Deputy PM David Lidington has announced that "regrettably" there is no getting out of the European elections after cross-party talks between the Tories and Labour failed to reach a breakthrough in time. It appears Mrs May and her clan had been holding out hope a Brexit solution could be found to prevent the UK having to field candidates to Brussels, to no such end.

Thursday 9th May and Mrs May has compared herself to Liverpool football club in predicting she could make a remarkable comeback on Brexit. The PM countered a suggestion from Jeremy Corbyn that she could learn how to do well in Europe from Liverpool (who defeated Barcelona 4-3 in the Champions League semi-final) by saying what this actually showed was when everyone said it was all over, that it was time to concede defeat, actually "we can still secure success if everyone comes together".
"Bollocks to Brexit" is the Liberal Democrats' official European election slogan as the party, elated by their local election success, have determinedly set themselves up as the party for Remain. Lib Dem leader Vince Cable added alternative literature with the slogan "Stop Brexit" could be disseminated by those candidates of more sensitive disposition.
"Shear Genius" runs the headline as we learn sheep have been signed up as the latest recruits at a primary school in the French Alps, after parents feared falling pupil numbers would see some classes closed. A local herder and his dog drove a flock of 50 sheep up to Crets en Belledonne School and amongst those added to the register were a pupil called "Baa-bete" and another called "Saute-Mouton".

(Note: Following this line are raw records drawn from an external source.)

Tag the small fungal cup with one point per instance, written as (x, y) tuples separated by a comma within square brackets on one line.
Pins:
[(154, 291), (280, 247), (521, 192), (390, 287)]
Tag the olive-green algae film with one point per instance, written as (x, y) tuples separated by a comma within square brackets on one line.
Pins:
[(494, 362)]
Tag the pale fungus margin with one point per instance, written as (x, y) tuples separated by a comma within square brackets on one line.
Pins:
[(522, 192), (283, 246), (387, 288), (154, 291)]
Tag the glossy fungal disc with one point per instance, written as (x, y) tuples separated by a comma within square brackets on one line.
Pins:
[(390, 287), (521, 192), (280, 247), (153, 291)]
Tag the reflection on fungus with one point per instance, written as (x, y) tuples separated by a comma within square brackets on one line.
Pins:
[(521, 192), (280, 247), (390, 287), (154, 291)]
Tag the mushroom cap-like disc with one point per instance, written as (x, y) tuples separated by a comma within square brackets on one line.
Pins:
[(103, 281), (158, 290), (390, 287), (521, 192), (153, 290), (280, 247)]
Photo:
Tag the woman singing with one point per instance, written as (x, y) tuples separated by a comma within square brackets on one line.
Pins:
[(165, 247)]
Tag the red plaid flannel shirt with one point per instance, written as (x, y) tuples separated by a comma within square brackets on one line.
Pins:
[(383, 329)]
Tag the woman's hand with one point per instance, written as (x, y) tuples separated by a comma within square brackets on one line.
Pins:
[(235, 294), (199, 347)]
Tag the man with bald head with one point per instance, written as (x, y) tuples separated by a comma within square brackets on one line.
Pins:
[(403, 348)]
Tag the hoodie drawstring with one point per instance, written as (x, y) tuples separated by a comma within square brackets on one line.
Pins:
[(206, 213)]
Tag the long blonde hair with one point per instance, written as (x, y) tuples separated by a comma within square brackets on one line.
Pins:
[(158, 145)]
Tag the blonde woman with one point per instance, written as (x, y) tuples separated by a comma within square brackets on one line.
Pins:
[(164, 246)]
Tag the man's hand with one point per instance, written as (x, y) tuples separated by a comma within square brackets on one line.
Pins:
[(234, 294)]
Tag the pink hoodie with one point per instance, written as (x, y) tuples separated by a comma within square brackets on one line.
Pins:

Friday 9th May and whilst we luxuriate, like David Cameron is rumoured, in our eight grand, red pine, wood-fired hot tubs, word reaches us a London Olympics-style delivery body is to oversee the multibillion pound restoration of the Houses of Parliament. Work on the rapidly decaying building had been put on hold due to concerns about costs and what we'll call "logistical matters", but since the fire at Notre Dame Cathedral opposition to the project has fallen dramatically. It is reported efforts to get on restoring Westminster have also been buoyed by the removal of Mr Williamson as defence secretary as he had objected to the use of the Ministry of Defence car park for contractors' lorries on security grounds. This Reporter suggests Mr Williamson get Steve Arnott back on the line as there's something a little bit iffy going on here. GW can't be offered full witness protection but there is a spare sheep costume, lying around.